Selon la technique chirurgicale, le prélèvement de tissu peut entraîner une restriction de mouvements, par exemple lorsqu’un lambeau de muscle dorsal a été prélevé. Il y a en outre un risque de troubles circulatoires et de nécrose des tissus nécessitant une nouvelle opération. La récupération et le suivi dans le cadre d’une reconstruction mammaire avec du tissu endogène sont plus longs et plus complexes que dans le cas d’une reconstruction avec implants.
L’un des avantages que présente la méthode utilisant du tissu endogène est que le corps reconnaît le tissu qui lui est propre et ne déclenche pas de mécanisme de rejet. Dans certains cas, il est parfois pertinent de combiner implant mammaire et reconstruction mammaire à partir de tissu endogène.
Le choix de la meilleure méthode est individuel et dépend de la situation médicale et des préférences de la patiente. Si elle est très mince, par exemple, elle n’aura généralement pas suffisamment de tissu au niveau de l’abdomen permettant de former un sein et un prélèvement d’une quantité importante de tissu du muscle dorsal totalement sain devrait alors être effectué. En cas notamment de poitrine généreuse, on utilise également un implant en plus du tissu autologue.
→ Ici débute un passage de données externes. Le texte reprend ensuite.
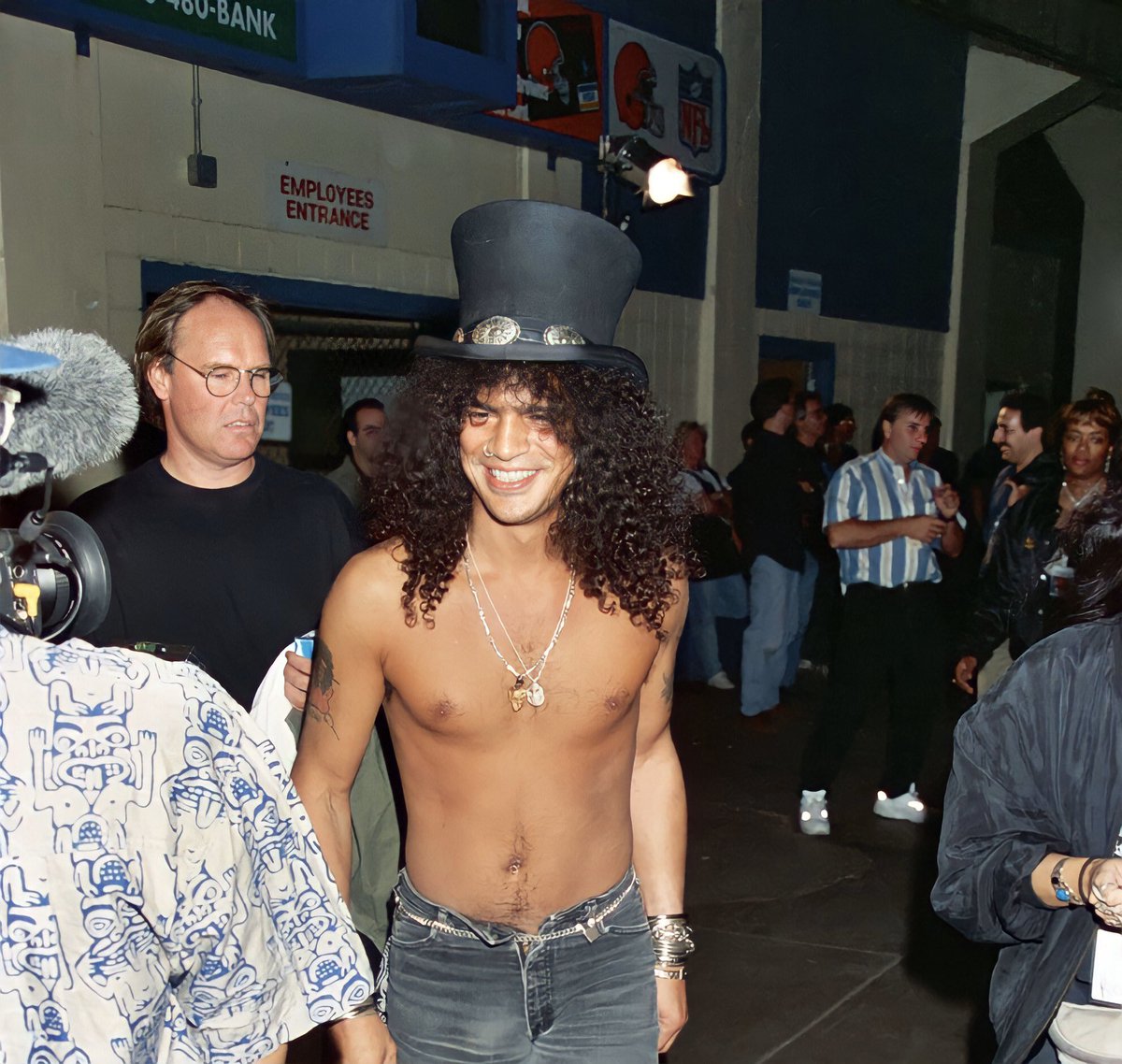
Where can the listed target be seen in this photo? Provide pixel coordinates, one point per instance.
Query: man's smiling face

La reconstruction mammaire par transfert graisseux seulement (sans peau ni muscle) est une méthode chirurgicale qui n’est pas encore pleinement développée. Elle n’est actuellement effectuée que dans de rares cas, le plus souvent dans des conditions d’études cliniques. Toutefois, cela semble être une alternative prometteuse pour l’avenir, en particulier dans le cadre des progrès accomplis en matière de recherche sur les cellules souches.
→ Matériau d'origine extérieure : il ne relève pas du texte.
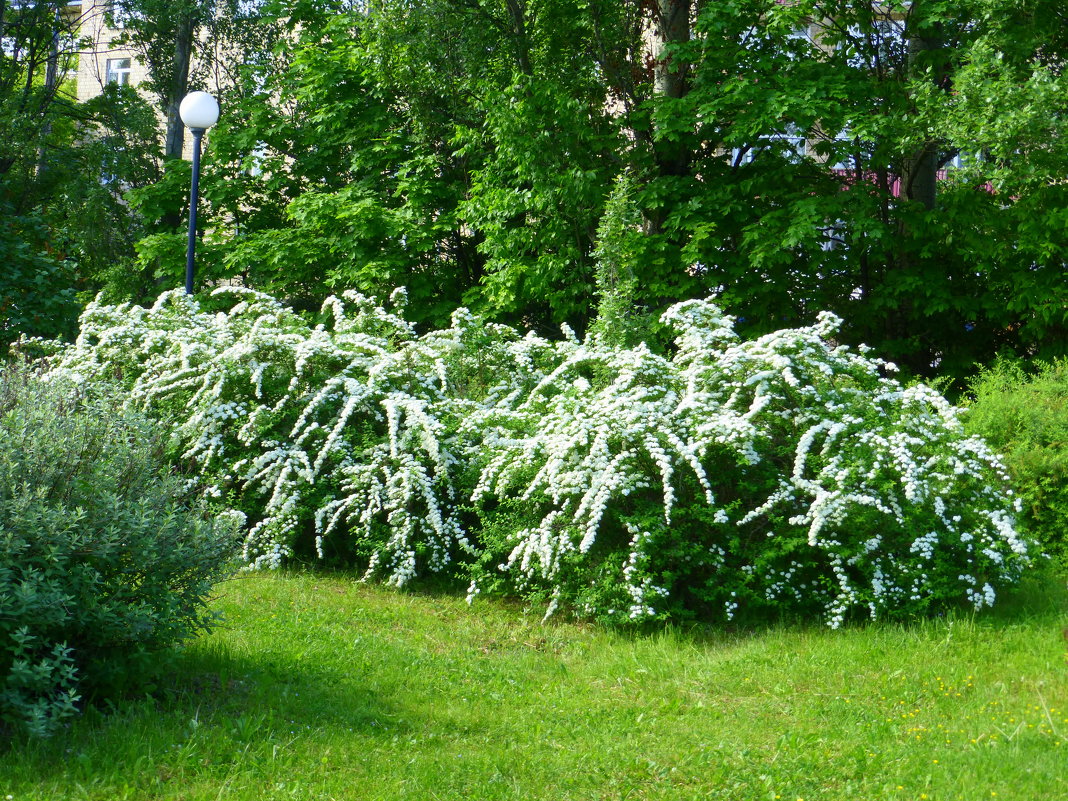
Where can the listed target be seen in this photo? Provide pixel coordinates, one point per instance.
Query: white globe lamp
(199, 111)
Le sein reconstruit peut encore évoluer après l’intervention. En cas d’utilisation d’implants, la peau se détend toujours un peu. Un sein reconstruit avec du tissu endogène peut tomber un peu. Le mamelon est donc rarement reconstruit immédiatement dans le cadre de la reconstruction mammaire, mais le plus souvent plusieurs mois après.
La chirurgie plastique peut accompagner la patiente sur le chemin de la guérison et du rétablissement en lui redonnant confiance et estime de soi par la reconstruction du sein après une ablation ou une excision de la tumeur et, plus important encore, par l’ablation chirurgicale complète du cancer du sein si possible. C’est l’une des étapes les plus importantes et les plus fondamentales du traitement. La chirurgie plastique doit, si possible, toujours donner des résultats peu marqués, naturels et esthétiques.